DIG / Le Conseil des ministres du 30 avril 2026 a entériné un projet de décret imposant le port de la tenue africaine chaque vendredi dans l’administration publique.
Les agents de l’État devront désormais arborer leurs couleurs continentales en fin de semaine. Une décision présentée comme un acte de souveraineté culturelle et de promotion du « made in Gabon ».
Sauf que le Gabon ne fabrique plus grand-chose à montrer.
SOTEGA à l’arrêt
La Société Industrielle Textile du Gabon, la SOTEGA, en est l’illustration la plus criante.
Fondée en 1968 grâce à un financement de la Banque Européenne d’Investissement et entrée en activité l’année suivante, elle imprimait à son apogée plus de 6,4 millions de mètres de tissu par an.
Une puissance industrielle qui habillait des générations de Gabonaises et de Gabonais, au point de donner son nom à un quartier entier du 2ème arrondissement de Libreville.
Aujourd’hui, l’usine est à l’arrêt. La SOTEGA a rejoint le cimetière des fleurons industriels sacrifiés sur l’autel de la concurrence asiatique et de la myopie économique des décennies passées, emportant avec elle la Soveman et la Sogatex.
Paradoxe
La question que pose ce décret est donc simple, presque brutale : A quoi sert d’imposer le pagne dans les bureaux si les pagnes en question sont tissés à Guangzhou ou Dakar etc. ?
Le gouvernement de la Ve République entend valoriser le patrimoine vestimentaire local et renforcer le sentiment d’appartenance nationale.
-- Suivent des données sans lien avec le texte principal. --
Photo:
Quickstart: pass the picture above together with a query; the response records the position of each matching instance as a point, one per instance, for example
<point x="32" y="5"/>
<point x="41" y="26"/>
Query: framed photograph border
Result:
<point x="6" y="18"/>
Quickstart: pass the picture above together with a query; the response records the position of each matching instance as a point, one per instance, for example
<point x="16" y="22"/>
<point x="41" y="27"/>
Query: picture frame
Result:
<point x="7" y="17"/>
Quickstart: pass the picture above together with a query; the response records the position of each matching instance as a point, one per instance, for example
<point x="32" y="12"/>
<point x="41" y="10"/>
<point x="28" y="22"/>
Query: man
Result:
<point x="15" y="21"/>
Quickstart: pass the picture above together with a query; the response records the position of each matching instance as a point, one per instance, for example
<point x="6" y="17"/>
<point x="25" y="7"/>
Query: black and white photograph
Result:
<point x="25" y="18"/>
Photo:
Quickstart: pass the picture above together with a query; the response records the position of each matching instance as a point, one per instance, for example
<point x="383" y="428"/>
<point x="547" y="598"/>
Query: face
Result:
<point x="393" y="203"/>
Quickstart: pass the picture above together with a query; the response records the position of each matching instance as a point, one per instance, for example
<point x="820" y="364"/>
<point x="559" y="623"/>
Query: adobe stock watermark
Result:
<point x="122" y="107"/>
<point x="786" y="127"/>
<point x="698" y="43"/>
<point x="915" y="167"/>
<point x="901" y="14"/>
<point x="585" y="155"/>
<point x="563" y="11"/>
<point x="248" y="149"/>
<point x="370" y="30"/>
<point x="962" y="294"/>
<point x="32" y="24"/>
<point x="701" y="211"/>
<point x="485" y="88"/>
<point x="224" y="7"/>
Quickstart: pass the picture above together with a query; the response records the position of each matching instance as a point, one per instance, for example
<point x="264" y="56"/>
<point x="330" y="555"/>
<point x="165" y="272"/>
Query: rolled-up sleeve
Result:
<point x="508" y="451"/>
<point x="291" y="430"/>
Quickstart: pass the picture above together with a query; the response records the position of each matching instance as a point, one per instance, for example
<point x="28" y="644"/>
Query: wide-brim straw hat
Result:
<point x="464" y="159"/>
L’intention est louable. Mais une politique culturelle sans ancrage industriel ressemble davantage à un exercice de communication qu’à un projet de développement.
Interrogation
Promouvoir le port du pagne sans ressusciter ou au moins interroger les conditions de la faillite de la SOTEGA, c’est habiller un vide.
L’État gabonais dispose pourtant de leviers : relance d’une filière textile locale, soutien aux artisans et aux PME du secteur, conditionnement des marchés publics à l’approvisionnement national.
Autant de pistes qui auraient pu accompagner ce décret pour lui donner une substance économique réelle.
En l’état, le vendredi en pagne risque de rester ce qu’il est pour l’instant : une belle image, sans tissu derrière.